A emenda do PSDB que propunha o aumento do mínimo para R$ 600 foi rejeitada por 376 votos contra, 106 a favor e 7 abstenções. Logo depois, os deputados apreciaram a emenda do DEM que pedia o aumento do mínimo para R$ 560. A emenda do DEM foi rejeitada por 361 votos contra, 120 a favor e 11 abstenções. A proposta, agora, segue para o Senado.

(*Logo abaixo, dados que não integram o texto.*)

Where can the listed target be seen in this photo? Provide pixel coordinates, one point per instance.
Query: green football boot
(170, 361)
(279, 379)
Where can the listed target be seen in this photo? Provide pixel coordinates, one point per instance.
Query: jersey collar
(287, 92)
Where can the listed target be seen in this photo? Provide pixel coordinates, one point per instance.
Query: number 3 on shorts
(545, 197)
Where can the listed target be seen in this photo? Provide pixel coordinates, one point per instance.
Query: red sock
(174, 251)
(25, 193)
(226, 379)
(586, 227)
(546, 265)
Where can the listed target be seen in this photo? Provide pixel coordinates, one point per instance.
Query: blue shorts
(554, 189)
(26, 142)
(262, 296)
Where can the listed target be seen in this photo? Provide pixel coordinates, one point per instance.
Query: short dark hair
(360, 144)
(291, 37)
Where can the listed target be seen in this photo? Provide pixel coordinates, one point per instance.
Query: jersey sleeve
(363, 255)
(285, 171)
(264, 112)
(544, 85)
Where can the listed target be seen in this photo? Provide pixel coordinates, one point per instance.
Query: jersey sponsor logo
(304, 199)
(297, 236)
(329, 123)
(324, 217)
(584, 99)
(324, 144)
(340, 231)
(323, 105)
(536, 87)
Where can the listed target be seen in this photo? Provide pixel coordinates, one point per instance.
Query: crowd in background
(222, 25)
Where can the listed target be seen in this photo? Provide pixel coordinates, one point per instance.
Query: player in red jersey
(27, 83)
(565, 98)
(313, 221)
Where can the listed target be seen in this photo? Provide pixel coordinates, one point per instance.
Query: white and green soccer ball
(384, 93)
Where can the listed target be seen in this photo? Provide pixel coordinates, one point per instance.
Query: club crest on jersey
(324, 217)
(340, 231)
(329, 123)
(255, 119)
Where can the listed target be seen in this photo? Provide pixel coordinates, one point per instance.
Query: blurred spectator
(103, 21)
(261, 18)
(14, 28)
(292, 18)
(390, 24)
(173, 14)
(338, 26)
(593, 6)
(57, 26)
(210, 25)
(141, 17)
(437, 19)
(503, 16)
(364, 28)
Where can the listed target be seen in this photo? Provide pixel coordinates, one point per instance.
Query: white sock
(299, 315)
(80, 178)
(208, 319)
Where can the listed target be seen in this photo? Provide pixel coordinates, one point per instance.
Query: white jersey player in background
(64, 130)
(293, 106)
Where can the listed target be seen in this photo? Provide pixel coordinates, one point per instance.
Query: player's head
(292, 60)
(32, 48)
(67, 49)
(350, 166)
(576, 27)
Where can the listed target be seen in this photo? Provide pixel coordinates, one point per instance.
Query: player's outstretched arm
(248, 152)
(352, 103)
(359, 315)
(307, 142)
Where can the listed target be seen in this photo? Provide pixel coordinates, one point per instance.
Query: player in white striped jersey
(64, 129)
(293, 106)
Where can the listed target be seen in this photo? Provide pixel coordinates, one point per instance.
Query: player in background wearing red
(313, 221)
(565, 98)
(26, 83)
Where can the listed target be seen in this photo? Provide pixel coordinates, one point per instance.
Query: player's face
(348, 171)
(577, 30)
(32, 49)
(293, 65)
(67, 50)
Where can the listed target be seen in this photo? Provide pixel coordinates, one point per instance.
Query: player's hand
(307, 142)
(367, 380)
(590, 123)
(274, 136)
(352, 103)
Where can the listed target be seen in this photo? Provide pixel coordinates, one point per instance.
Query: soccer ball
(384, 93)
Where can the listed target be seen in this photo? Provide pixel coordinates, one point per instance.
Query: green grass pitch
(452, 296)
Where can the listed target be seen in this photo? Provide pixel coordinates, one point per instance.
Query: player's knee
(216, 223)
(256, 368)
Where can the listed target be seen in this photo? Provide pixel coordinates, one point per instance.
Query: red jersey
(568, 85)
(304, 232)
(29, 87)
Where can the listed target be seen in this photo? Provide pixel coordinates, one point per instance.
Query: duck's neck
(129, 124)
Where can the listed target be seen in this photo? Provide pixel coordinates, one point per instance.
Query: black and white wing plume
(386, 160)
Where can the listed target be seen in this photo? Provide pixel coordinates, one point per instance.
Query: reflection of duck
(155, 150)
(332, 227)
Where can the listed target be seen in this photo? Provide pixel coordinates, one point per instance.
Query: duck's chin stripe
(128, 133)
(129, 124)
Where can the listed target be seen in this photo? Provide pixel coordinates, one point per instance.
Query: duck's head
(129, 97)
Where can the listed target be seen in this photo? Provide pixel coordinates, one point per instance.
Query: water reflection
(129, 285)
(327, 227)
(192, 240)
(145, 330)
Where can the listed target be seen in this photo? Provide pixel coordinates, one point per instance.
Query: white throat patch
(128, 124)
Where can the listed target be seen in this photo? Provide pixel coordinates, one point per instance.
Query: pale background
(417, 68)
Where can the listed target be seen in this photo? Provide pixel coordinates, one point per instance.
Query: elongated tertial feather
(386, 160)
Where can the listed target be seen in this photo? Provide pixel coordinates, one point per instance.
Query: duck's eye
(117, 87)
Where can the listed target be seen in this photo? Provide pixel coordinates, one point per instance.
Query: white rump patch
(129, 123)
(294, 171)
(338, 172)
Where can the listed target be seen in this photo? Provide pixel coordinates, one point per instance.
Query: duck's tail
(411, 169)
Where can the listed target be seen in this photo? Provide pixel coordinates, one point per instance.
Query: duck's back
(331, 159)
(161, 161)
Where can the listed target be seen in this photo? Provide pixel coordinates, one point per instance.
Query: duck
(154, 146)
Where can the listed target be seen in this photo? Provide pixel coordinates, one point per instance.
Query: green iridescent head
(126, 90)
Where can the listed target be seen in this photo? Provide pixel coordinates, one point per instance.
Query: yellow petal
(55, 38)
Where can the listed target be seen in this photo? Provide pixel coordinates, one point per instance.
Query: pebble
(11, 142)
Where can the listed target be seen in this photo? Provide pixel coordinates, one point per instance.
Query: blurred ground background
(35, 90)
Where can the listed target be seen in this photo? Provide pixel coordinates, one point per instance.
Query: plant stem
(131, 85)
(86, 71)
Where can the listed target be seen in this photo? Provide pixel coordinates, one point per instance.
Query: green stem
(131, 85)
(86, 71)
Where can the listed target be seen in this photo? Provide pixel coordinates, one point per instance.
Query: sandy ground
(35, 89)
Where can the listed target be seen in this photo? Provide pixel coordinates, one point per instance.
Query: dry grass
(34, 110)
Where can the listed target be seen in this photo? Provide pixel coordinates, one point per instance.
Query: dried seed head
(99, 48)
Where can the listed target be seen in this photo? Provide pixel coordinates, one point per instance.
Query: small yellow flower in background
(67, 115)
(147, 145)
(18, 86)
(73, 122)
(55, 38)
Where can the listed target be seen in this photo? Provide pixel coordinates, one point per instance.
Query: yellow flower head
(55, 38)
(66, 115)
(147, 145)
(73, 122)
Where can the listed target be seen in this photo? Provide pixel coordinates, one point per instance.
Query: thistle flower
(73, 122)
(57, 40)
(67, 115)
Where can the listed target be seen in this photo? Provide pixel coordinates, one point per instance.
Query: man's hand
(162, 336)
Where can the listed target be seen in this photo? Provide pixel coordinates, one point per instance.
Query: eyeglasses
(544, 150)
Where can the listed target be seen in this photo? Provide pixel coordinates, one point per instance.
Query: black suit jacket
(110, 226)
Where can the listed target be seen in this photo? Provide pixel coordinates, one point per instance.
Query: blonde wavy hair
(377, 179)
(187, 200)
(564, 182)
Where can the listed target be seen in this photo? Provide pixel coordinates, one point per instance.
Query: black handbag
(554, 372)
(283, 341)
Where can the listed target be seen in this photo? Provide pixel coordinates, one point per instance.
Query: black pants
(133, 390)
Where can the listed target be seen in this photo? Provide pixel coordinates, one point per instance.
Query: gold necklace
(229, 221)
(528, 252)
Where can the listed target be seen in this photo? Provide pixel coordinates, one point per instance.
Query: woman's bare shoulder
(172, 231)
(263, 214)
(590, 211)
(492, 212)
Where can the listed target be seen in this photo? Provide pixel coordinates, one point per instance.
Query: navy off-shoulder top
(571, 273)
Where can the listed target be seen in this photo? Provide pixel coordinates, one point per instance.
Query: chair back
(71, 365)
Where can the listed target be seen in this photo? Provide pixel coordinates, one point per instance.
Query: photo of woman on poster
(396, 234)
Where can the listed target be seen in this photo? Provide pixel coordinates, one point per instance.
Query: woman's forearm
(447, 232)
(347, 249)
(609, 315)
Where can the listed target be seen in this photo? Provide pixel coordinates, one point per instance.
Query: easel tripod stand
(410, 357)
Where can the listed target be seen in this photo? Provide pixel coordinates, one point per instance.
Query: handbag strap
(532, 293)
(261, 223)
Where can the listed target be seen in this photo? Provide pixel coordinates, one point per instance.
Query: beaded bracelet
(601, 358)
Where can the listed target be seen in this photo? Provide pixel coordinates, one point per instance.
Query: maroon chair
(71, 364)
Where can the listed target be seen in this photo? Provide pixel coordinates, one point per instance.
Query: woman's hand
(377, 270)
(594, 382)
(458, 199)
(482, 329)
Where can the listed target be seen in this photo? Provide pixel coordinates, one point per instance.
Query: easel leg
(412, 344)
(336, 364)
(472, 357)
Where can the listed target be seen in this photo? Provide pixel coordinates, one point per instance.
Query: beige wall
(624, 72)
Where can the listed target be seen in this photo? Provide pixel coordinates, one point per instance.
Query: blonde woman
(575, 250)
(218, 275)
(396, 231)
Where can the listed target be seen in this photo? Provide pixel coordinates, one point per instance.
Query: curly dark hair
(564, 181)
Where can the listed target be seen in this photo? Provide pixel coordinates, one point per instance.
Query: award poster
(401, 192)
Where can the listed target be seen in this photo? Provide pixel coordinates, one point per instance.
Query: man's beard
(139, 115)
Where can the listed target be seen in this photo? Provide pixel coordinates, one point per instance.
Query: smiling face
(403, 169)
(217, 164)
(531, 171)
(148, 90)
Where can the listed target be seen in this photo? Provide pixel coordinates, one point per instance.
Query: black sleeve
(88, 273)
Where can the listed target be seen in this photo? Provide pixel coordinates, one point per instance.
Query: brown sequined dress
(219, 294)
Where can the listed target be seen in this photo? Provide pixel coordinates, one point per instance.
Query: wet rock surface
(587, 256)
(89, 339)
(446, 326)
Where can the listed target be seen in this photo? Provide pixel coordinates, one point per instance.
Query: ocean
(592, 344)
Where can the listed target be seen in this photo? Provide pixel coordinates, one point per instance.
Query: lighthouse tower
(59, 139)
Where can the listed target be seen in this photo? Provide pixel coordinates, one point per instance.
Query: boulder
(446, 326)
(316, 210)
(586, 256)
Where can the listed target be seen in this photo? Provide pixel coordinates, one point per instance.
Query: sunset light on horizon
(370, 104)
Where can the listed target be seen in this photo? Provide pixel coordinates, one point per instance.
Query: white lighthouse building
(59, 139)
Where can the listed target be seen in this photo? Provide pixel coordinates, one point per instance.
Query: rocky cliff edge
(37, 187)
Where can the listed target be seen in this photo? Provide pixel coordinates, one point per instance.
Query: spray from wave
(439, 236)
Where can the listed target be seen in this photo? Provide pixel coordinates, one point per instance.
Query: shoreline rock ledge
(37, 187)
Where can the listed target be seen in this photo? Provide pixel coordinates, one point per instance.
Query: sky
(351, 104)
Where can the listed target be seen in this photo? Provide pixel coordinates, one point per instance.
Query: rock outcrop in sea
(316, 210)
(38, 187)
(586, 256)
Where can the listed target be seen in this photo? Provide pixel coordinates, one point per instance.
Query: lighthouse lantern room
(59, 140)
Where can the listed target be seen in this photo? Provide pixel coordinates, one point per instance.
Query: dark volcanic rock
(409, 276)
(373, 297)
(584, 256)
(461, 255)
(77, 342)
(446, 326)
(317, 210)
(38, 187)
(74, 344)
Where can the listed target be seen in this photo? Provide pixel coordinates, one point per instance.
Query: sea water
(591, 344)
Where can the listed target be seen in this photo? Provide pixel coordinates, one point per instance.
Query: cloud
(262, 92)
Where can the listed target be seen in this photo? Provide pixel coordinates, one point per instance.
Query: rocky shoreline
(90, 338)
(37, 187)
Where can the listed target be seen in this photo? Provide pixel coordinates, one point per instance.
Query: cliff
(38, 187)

Leia os principais trechos da entrevista:

iG - Deputado, o senhor estava no plenário da Câmara no dia da votação do salário-mínimo, mas não votou nos R$ 545. O senhor fugiu da votação?
Reginaldo Lopes: Que fugi, que nada. É mentira. Fui fazer uma reunião sobre uns projetos com reitores do ensino médio e, quando meu secretário me ligou, já tinha votado 312. Quando eu cheguei, já estava terminando de apurar. Mas na hora cheguei, fui na tribuna e declarei voto nos R$ 545.

iG - O senhor chegou na hora que estava apurando os votos?
Lopes - Eu votei contra os R$ 600. Aí eu tinha um compromisso A hora que eu sai, a votação foi muito rápida e a hora que cheguei já estava encerrando.

iG - A votação começou depois das 22h. O compromisso era inadiável?
Lopes - Eu tinha combinado com alguns representantes de escolas técnicas, que tinham me chamado para jantar. Resolvi dar uma passada, mas me atrasei. Pedi para o meu assessor me ligar. A hora que ele ligou, a votação já estava nos 300 e tantos. Eu entrei no plenário, já tinha encerrado.

iG - O senhor foi cobrado por alguém do PT?
Lopes - Falei com o Vaccarezza para explicar, até falei ‘podiam ter me ligado’, mas eu acho que o celular tinha acabado a bateria.